Kai Pröger

Personal information
- Date of birth: 15 May 1992 (age 34)
- Place of birth: Wilhelmshaven, Germany
- Height: 1.77 m (5 ft 10 in)
- Position: Right winger

Team information
- Current team: VfB Oldenburg
- Number: 11

Youth career
- 0000–2011: Heidmühler FC

Senior career*
- Years: Team / Apps / (Gls)
- 2011–2012: Heidmühler FC
- 2012–2013: VfB Oldenburg II / 13 / (8)
- 2013–2014: VfB Oldenburg / 48 / (12)
- 2014–2015: Mainz 05 II / 2 / (0)
- 2015–2017: BFC Dynamo / 66 / (16)
- 2017–2019: Rot-Weiss Essen / 50 / (15)
- 2019–2022: SC Paderborn / 108 / (14)
- 2022–2024: Hansa Rostock / 63 / (14)
- 2024–2025: Jahn Regensburg / 27 / (2)
- 2025–2026: VfL Osnabrück / 28 / (1)
- 2026–: VfB Oldenburg / 10 / (3)

= Kai Pröger =

German footballer (born 1992)

Kai Pröger (born 15 May 1992) is a German professional footballer who plays as a right winger for Regionalliga Nord club VfB Oldenburg.

==Career==
Pröger made his professional debut for Mainz 05 II in the 3. Liga on 2 August 2014, coming on as a substitute in the 63rd minute for Marc Wachs in the 2–2 away draw against Fortuna Köln.
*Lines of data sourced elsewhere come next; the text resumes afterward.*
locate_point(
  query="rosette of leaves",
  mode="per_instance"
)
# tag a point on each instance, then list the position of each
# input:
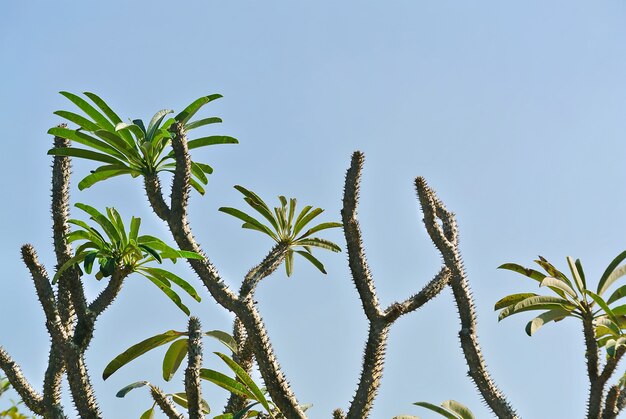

In January 2019, Präger joined 2. Bundesliga side SC Paderborn from fourth-tier Rot-Weiss Essen on a 2.5-year contract until 2021.

After an extension until 2022, Pröger signed with Hansa Rostock in May 2022.

In summer 2024, he joined Jahn Regensburg.

On 25 June 2025, Pröger moved to VfL Osnabrück in 3. Liga.